10. Replace the studs into the caliper bracket, and position the caliper over the brake pads. There should be no issue putting the caliper on as the pistons have already been pressed in and as long as the brake pads are correctly oriented.
11. Bolt the caliper to the caliper bracket using the 12mm socket and the torque wrench. Torque the bolts to 25 lb-ft.
12. Re-mount the wheels and tighten them as much as possible with the wheels off the ground. Lower the vehicle to where the tires just barely contact the ground, and then put the final torque on the lugs (90 lb-ft).

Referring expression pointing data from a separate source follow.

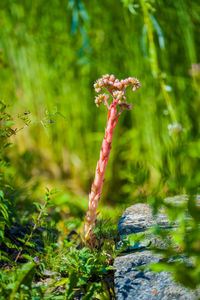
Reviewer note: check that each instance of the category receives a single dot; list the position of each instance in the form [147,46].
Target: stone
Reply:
[132,283]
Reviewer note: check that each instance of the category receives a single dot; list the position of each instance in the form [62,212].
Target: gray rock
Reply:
[132,283]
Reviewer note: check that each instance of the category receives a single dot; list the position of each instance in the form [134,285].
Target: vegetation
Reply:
[51,132]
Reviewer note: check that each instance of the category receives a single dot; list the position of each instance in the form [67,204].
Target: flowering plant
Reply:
[116,90]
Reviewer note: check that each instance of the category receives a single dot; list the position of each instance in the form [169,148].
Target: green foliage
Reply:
[48,65]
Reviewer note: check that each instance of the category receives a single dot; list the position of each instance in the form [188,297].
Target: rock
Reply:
[134,284]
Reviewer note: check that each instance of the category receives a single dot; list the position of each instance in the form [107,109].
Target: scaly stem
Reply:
[116,89]
[97,185]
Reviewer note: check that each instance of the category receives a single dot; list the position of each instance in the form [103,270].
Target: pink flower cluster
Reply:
[116,89]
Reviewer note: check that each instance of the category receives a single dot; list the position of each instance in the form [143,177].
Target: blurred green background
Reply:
[51,53]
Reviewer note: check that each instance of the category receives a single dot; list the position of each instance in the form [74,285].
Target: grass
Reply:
[50,56]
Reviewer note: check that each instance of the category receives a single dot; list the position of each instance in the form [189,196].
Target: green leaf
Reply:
[24,276]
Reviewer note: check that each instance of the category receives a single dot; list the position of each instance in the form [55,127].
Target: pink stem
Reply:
[97,185]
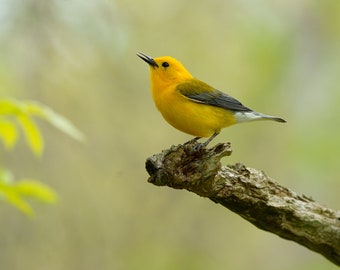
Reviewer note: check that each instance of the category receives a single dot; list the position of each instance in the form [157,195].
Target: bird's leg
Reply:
[210,139]
[194,140]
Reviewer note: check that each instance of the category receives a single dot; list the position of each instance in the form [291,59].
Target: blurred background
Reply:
[79,57]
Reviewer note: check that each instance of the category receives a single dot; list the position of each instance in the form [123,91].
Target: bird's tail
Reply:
[255,116]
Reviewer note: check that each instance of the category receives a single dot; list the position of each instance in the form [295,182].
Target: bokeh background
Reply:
[79,57]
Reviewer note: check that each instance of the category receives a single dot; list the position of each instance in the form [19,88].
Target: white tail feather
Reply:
[255,116]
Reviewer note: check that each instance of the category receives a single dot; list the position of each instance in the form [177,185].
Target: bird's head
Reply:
[166,70]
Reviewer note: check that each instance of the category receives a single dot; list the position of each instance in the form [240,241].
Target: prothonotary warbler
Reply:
[191,105]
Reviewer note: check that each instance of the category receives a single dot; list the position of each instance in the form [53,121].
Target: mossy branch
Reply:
[250,193]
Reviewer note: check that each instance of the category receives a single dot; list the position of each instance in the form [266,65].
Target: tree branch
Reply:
[249,193]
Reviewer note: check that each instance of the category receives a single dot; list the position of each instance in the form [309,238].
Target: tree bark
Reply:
[250,193]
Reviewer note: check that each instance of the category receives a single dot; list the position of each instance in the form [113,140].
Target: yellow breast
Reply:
[190,117]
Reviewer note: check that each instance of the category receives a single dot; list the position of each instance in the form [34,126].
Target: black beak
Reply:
[147,59]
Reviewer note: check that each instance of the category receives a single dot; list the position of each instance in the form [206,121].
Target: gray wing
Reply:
[201,92]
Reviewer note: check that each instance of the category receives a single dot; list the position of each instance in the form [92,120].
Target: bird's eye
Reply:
[165,64]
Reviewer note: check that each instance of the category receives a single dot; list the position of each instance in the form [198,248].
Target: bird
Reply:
[191,105]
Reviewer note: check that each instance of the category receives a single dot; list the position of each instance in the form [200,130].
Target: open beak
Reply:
[147,59]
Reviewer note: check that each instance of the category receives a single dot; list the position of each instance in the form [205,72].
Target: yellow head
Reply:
[165,70]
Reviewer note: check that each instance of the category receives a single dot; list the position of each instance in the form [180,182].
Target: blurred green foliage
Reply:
[12,113]
[277,57]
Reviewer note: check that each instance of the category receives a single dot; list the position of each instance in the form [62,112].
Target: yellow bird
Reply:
[192,106]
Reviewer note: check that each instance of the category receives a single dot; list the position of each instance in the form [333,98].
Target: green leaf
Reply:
[8,193]
[34,189]
[32,134]
[8,133]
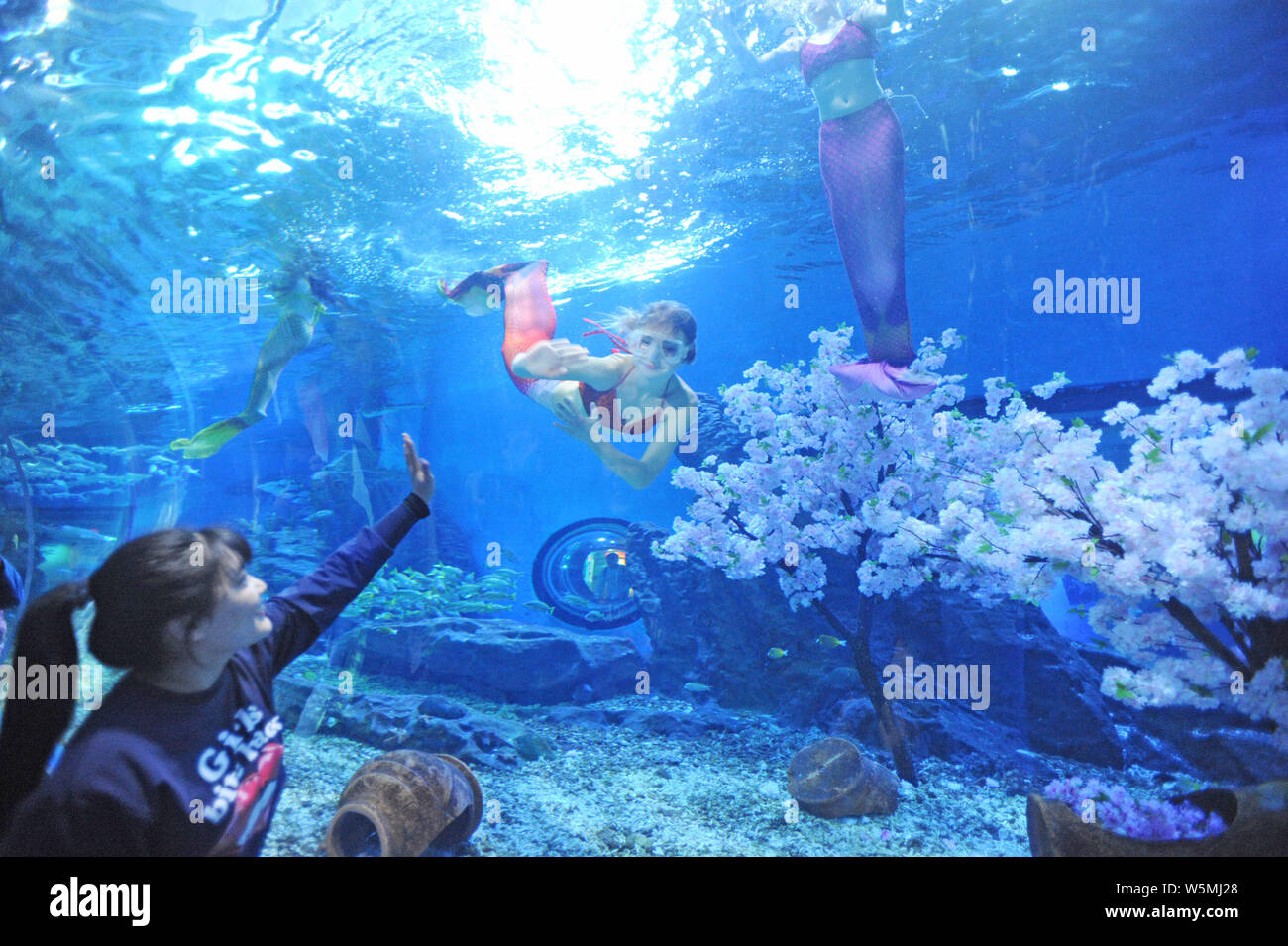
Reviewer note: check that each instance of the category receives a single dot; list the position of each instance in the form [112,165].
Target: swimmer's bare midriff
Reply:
[846,88]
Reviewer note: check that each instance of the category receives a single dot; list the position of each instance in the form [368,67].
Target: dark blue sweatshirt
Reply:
[155,773]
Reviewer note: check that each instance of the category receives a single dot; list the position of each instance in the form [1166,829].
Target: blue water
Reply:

13. Different brake pad manufactures call for different “break in” periods for their pads. These Akebono ProAct brake pads actually require no real break in period according to the manufacturer’s website. To confirm this, (as I had my doubts about a brake pad that has no required break in period) I called Akebono customer service and they assured me that after the pads are installed, they are ready to go. Despite the Akebono representatives’ reassurance, and since I also replaced my rotors, I decided to follow the brake bedding procedure according to the brake rotor manufacturer (Baer). This included 5 moderate to aggressive stops from 40-5 mph without letting the brakes cool, followed by 5 moderate stops from 25 to 5 mph letting the brakes cool after each application.
14. Note that after driving the car for a day or so, the brake fluid level will most likely have dropped slightly. If so, add brake fluid to the reservoir until the fluid level is even or slightly below the max fill line located on the side of the reservoir.